La mejor versión de Novak Djokovic, la necesaria para sobrevivir al Carlos Alcaraz y, por fin, le coronó como campeón olímpico, en París 2024, con una victoria por 7-6 (3) y 7-6 (2), el único éxito grande que quedaba pendiente en su historial.

Un partido de altísimo nivel entre los dos mejores del momento que realzó la ambición de un jugador que se resiste a descender del pedestal en el que le ha situado la historia ante un alumno aventajado, un privilegiado natural que apunta a deportista de leyenda.

Ya tiene su Golden Slam. Los cuatro Grand Slam y la medalla dorada en unos Juegos. A la altura de Andre Agassi, Steffi Graf, Rafael Nadal y Serena Williams, presente en uno de los fondos de la pista Philippe Chatrier, cuya grada no disimuló su apoyo incondicional al serbio desde el principio hasta el final.

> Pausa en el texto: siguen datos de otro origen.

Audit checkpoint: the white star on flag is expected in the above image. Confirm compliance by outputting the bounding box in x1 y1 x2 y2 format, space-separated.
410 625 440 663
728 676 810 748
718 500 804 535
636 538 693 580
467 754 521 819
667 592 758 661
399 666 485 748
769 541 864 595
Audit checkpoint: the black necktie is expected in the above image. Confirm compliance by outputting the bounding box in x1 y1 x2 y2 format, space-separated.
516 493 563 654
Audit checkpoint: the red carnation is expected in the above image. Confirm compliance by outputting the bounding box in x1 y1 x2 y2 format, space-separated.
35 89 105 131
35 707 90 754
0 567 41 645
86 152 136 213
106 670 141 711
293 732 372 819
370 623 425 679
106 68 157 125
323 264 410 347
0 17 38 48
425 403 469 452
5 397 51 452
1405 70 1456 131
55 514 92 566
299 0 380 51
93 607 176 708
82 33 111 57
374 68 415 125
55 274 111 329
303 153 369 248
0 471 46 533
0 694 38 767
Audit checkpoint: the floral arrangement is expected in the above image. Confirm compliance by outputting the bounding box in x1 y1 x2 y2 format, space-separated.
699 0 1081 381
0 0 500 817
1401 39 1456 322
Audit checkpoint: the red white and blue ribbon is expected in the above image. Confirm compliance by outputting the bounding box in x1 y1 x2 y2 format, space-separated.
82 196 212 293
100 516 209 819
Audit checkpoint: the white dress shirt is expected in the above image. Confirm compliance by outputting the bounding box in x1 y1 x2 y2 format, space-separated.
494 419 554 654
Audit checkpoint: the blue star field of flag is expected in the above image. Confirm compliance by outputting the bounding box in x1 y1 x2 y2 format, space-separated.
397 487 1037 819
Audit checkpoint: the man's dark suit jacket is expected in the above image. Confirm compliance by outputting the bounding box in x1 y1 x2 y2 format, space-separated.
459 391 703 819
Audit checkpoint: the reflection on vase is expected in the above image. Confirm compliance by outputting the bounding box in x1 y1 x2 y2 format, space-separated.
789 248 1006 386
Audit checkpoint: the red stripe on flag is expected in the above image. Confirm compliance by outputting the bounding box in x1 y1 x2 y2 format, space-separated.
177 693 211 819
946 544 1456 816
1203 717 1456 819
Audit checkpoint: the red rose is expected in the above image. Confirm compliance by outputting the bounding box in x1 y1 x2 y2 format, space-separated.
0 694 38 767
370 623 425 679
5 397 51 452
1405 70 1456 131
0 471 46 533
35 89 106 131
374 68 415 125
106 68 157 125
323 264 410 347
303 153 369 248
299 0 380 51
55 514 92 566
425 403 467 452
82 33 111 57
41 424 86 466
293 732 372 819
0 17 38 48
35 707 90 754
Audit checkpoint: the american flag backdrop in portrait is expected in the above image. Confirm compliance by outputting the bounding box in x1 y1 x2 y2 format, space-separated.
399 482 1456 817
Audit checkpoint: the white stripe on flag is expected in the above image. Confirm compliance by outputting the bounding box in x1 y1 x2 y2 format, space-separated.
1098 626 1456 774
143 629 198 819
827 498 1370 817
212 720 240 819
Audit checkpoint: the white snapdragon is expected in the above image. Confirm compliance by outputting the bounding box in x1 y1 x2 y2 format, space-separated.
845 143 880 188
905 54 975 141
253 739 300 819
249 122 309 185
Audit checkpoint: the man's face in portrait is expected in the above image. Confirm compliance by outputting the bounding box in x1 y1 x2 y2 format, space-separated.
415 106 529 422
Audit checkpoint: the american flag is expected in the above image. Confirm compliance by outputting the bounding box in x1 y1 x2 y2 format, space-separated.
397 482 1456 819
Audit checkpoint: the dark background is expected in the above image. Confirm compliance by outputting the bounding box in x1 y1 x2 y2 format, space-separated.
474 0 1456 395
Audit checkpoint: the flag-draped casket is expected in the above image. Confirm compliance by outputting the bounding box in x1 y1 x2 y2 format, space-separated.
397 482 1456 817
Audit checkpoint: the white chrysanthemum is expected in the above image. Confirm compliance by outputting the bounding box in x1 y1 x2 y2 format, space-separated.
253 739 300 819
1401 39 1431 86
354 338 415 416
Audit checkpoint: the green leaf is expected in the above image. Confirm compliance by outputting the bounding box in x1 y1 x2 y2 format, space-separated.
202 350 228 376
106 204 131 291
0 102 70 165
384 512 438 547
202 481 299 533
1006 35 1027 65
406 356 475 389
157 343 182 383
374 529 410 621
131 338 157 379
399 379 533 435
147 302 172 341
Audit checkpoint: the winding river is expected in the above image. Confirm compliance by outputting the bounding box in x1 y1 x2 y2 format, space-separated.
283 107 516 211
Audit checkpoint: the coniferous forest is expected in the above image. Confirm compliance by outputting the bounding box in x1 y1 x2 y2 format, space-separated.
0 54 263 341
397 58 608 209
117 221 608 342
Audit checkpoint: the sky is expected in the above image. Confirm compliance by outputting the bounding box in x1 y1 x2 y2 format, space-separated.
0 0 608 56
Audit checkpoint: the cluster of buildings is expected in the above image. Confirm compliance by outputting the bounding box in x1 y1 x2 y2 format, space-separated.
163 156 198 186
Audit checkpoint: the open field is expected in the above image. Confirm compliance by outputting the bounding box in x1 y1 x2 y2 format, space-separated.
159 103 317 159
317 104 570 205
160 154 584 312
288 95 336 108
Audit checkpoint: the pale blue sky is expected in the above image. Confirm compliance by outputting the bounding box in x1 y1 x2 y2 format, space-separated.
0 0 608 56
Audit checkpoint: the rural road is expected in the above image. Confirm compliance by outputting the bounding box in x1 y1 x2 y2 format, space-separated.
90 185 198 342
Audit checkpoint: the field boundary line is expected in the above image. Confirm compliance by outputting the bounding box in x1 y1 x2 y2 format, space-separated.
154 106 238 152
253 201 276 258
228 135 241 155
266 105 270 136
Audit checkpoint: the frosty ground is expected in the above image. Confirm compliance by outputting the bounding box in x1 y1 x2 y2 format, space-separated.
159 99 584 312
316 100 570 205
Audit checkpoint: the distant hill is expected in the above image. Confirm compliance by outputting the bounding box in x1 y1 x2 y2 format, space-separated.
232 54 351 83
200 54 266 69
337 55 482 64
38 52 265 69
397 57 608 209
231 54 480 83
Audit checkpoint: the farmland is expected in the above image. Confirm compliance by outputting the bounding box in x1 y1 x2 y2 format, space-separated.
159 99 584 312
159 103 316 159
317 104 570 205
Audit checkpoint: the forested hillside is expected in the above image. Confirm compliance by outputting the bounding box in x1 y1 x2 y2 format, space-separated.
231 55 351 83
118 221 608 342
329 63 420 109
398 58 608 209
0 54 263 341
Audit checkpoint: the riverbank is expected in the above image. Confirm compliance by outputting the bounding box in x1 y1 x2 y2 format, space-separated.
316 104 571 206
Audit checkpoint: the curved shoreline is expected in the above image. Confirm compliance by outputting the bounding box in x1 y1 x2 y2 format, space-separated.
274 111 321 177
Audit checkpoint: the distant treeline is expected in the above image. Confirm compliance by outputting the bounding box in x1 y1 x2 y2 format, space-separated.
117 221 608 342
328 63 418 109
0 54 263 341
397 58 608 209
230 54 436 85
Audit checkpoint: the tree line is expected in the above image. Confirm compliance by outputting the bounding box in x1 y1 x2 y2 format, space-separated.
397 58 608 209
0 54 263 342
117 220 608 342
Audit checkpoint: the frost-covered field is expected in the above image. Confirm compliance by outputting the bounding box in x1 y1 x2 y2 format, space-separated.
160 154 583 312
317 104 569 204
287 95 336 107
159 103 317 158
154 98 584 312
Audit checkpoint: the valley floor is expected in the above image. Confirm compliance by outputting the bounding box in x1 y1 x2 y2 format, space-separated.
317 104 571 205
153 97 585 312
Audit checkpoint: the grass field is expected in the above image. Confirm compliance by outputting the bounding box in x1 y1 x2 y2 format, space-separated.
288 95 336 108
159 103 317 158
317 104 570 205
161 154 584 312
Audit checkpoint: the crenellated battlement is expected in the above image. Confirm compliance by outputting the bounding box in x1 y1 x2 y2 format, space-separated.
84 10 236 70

Fue, de paso, una revancha para Nole, luego de perder en Wimbledon. Entonces, Alcaraz logró ganar en tres sets, del tirón, y sumar su tercer triunfo contra el serbio en seis enfrentamientos disputados. Con esos números llegaron a la cita de París.

Alcaraz tuteó a lo largo del choque a un rival magnífico; dos desempates, le privaron de lograr la tercera medalla de oro olímpica para España, la segunda individual, tras la de Nadal en Beijing 2008 a la que sumó el dobles de Río con Marc López.

Momentos de rotura en el primer set que pudieron desequilibrar pronto a favor del serbio y a los que respondía Alcaraz con seguridad. También tuvo los suyos, como en el quinto juego, el tenista de El Palmar.

Aún más claro fue el noveno, en el que Alcaraz tuvo cinco puntos de rotura. Fue el parcial más largo. Mantuvo el tipo plagado de argumentos el serbio, que aguantó el tirón y el servicio para seguir con ventaja (5-4). Fue un momento clave del partido, por lo menos del set. Se rehízo Djokovic y el juego siguió. Cada uno aferrado a su servicio.

Definió su vigésima victoria olímpica, más que nadie, los puntos clave, sobrevivió a los instantes de inquietud y sentenció en el momento preciso. Volvió su mejor versión para darle el éxito ansiado, cerrar su obsesión y privar a Alcaraz, de la carrera del oro.